II. Le jugement rendu le 12 juin 2012 par le Tribunal de police de l'arrondissement de Lausanne est modifié aux chiffres I et II de son dispositif et complété par l'ajout des chiffres Ibis à Isexies, le nouveau dispositif étant désormais le suivant :

"I. Libère L.________ des chefs d'accusation d'actes d'ordre sexuel avec des enfants, d'actes d'ordre sexuel avec des personnes dépendantes et de désagréments causés par la confrontation à un acte d'ordre sexuel.

Ibis Constate que L.________ s'est rendu coupable de contrainte sexuelle.

Iter Condamne L.________ à une peine pécuniaire de 120 jours-amende, le montant du jour-amende étant fixé à 30 fr. (trente francs).

Iquater Dit que L.________ doit verser à K.________, à titre de réparation morale, la somme de 2'500 fr. (deux mille cinq cents francs) avec intérêts à 5% l'an dès le 1er janvier 2003.

Iquinquies Suspend l'exécution de la peine et fixe au condamné un délai d'épreuve de trois ans.

Isexies Ordonne au condamné, à titre de règle de conduite durant le délai d'épreuve, de verser chaque mois à K.________ un acompte minimal de 100 fr. (cent francs) à valoir sur la créance de réparation morale, en capital et intérêts, fixée au chiffre Iquater ci-dessus. II. Renvoie devant le juge civil K.________ à faire valoir ses prétentions civiles en matière de frais médicaux.
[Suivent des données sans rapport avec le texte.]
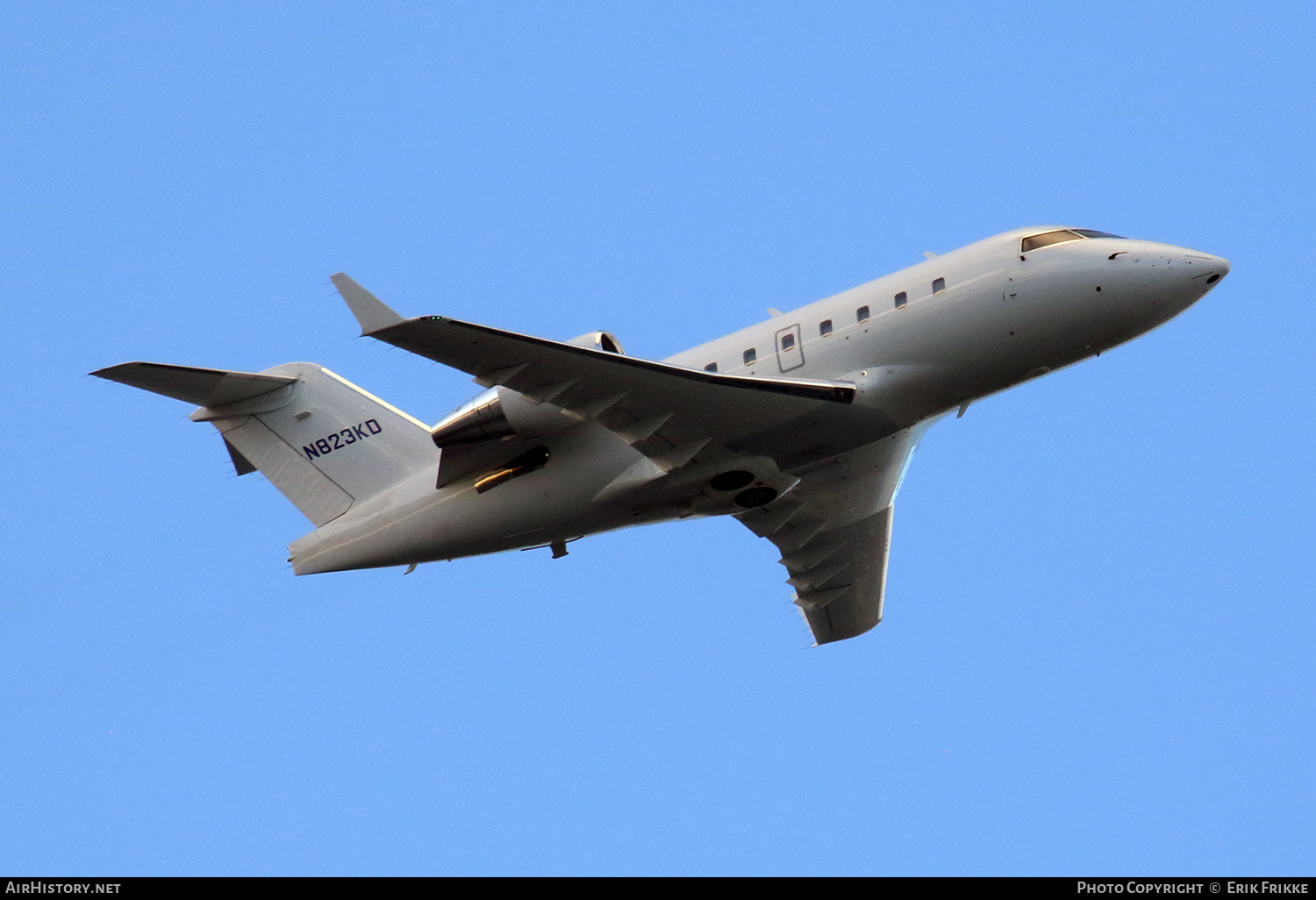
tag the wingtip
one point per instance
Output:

III. Met les frais de la cause, par 8'900 fr. 50, y compris l'indemnité allouée à son défenseur d'office, par 4'683 fr. 70, TVA comprise, à la charge de L.________. IV. Laisse les frais de l'assistance judiciaire gratuite de la partie plaignante, arrêtés à 7'373 fr. 90, TVA comprise, ainsi que les frais d'interprète à la charge de l'Etat.

V. Dit que le remboursement à l'Etat de l'indemnité allouée au chiffre IV ci-dessus ne sera exigible que pour autant que la situation économique de L.________ se sera améliorée."
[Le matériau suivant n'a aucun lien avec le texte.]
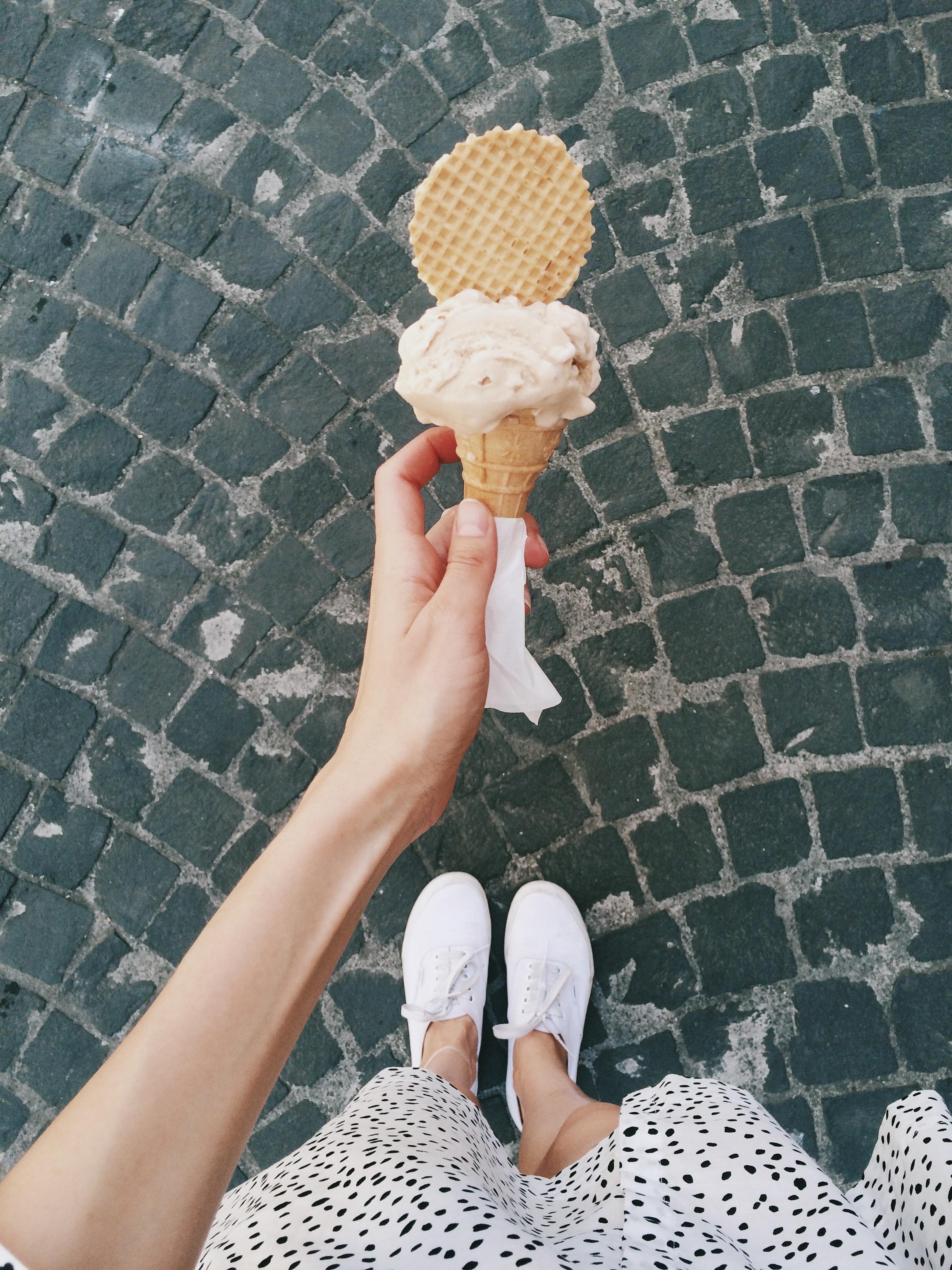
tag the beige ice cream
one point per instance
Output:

III. Une indemnité de conseil d'office pour la procédure d'appel d'un montant de 2’945 fr. 15, TVA et débours compris, est allouée à Me Flore Primault.
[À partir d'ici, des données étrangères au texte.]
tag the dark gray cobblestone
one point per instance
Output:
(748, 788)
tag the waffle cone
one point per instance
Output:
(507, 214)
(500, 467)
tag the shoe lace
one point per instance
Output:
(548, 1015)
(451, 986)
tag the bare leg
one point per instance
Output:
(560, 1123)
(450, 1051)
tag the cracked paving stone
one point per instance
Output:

IV. Une indemnité de défenseur d'office pour la procédure d'appel d'un montant de 1’509 fr. 85, TVA et débours compris, est allouée à Me Nicolas Mattenberger.

V. Les frais d'appel, fixés à 7'245 fr., y compris l’indemnité allouée au conseil d'office de l'appelante et celle allouée au défenseur d’office de l'intimé, sont mis par deux tiers à la charge de L.________, le solde étant laissé à la charge de l’Etat.

VI. L.________ ne sera tenu de rembourser à l’Etat les deux tiers des montants des indemnités prévues aux chiffres III et IV ci-dessus que lorsque sa situation financière le permettra.

VII. Le présent jugement est exécutoire.

Le président : La greffière :

Du 10 janvier 2013

Le dispositif du jugement qui précède est communiqué à l'appelante et aux autres intéressés.

La greffière :

Du

Le jugement qui précède, dont la rédaction a été approuvée à huis clos, est notifié, par l'envoi d'une copie complète, à :

Me Flore Primault, avocate (pour K.________),

Me Nicolas Mattenberger, avocat (pour L.________),

Ministère public central,

et communiqué à :

Mme la Présidente du Tribunal d'arrondissement de Lausanne,

Mme la Procureure de l'arrondissement de Lausanne,

Service de la population, (division Etrangers, 10.08.1942),

par l'envoi de photocopies.

Le présent jugement peut faire l'objet d'un recours en matière pénale devant le Tribunal fédéral au sens des art. 78 ss LTF (loi du 17 juin 2005 sur le Tribunal fédéral – RS 173.110), cas échéant d'un recours constitutionnel subsidiaire au sens des art. 113 ss LTF. Ces recours doivent être déposés devant le Tribunal fédéral dans les trente jours qui suivent la notification de l'expédition complète (art. 100 al. 1 LTF).